SuppressLinkedTables: Consistent Suppression of Linked Tables

Description

Provides alternatives to global protection for linked tables through methods that may reduce the computational burden.

Usage

SuppressLinkedTables(
  data = NULL,
  fun,
  ...,
  withinArg = NULL,
  linkedGauss = "super-consistent",
  linkedIntervals = ifelse(linkedGauss == "local-bdiag", "local-bdiag",
    "super-consistent"),
  lpPackage = NULL,
  recordAware = TRUE,
  iterBackTracking = Inf,
  whenEmptyUnsuppressed = NULL
)

Value

A list of data frames, or, if withinArg is NULL, the ordinary output from fun.

Arguments

data

The data argument to fun. When NULL data must be included in withinArg.

fun

A function: GaussSuppressionFromData or one of its wrappers such as SuppressSmallCounts and SuppressDominantCells.

...

Arguments to fun that are kept constant.

withinArg

A list of named lists. Arguments to fun that are not kept constant. If withinArg is named, the names will be used as names in the output list.

linkedGauss

Specifies the strategy for protecting linked tables. The "super-consistent", "consistent", and "local-bdiag" methods protect all linked tables together in a single call to GaussSuppression() using an internally constructed block-diagonal model matrix.

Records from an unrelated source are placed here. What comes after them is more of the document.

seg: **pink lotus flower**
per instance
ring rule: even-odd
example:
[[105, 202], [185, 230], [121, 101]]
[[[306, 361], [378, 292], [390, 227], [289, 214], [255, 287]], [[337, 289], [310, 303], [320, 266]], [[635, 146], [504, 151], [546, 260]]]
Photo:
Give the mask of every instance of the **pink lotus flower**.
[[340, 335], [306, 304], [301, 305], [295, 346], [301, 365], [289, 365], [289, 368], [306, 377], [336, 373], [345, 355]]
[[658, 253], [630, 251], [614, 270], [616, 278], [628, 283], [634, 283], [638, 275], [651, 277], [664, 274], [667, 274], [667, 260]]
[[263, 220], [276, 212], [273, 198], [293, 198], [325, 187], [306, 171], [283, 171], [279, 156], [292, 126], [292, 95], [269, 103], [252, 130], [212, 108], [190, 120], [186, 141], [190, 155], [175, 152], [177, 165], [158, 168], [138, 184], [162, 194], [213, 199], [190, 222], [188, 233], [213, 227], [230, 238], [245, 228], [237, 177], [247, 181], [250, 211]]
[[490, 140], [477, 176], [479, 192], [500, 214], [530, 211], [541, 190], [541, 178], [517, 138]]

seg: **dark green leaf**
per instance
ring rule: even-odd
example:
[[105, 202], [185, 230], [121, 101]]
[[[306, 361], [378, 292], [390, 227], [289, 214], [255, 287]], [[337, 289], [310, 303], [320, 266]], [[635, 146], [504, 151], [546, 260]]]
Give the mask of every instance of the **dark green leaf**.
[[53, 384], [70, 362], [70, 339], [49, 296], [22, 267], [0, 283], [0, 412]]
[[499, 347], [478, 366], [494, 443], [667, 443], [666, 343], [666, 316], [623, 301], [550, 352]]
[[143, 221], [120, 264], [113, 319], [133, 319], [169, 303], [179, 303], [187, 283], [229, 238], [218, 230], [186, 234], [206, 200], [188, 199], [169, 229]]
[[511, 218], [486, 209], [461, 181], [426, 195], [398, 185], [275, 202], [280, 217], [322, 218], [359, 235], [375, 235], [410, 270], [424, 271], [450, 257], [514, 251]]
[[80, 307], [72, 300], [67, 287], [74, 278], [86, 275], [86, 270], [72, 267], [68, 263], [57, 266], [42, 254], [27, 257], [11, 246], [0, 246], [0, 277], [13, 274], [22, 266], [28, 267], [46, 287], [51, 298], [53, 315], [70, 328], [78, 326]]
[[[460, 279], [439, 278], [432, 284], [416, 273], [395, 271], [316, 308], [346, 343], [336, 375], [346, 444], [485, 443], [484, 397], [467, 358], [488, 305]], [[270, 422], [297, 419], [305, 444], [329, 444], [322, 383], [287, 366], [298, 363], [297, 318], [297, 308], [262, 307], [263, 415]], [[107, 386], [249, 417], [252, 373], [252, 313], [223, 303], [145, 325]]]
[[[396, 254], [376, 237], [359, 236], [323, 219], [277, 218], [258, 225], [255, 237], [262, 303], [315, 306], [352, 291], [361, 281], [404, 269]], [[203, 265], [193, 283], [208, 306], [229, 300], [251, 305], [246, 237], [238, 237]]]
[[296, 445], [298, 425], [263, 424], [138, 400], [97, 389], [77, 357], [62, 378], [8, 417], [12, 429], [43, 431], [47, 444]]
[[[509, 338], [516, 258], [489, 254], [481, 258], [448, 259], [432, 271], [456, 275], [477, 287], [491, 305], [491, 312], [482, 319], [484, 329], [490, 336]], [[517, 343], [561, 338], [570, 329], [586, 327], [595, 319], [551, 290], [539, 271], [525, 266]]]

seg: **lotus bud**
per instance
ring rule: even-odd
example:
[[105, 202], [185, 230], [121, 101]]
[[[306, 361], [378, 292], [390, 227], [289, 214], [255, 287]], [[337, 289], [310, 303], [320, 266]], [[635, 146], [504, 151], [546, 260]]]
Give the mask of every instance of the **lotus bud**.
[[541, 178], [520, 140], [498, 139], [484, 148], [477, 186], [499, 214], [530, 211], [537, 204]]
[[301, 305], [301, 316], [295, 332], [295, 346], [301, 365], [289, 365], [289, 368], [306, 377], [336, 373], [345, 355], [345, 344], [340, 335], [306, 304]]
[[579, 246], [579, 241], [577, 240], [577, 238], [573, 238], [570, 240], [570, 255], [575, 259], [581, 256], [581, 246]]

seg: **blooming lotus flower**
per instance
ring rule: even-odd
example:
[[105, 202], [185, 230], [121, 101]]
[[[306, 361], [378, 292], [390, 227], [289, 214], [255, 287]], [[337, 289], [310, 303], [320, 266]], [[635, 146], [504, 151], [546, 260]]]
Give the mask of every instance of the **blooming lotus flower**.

  • "super-consistent" (default): Shares the key property of "consistent" that common cells are suppressed equally across tables, but also exploits the fact that these cells have identical values in all tables. The coordination is therefore stronger. If intervals are calculated using such coordination, common cells will have identical interval bounds in each table.

  • "consistent": Common cells are suppressed equally across tables.

  • "local": Each table is protected independently by a separate call to GaussSuppression().

  • "back-tracking": Iterative approach where each table is protected via GaussSuppression(), and primary suppressions are adjusted based on secondary suppressions from other tables across iterations.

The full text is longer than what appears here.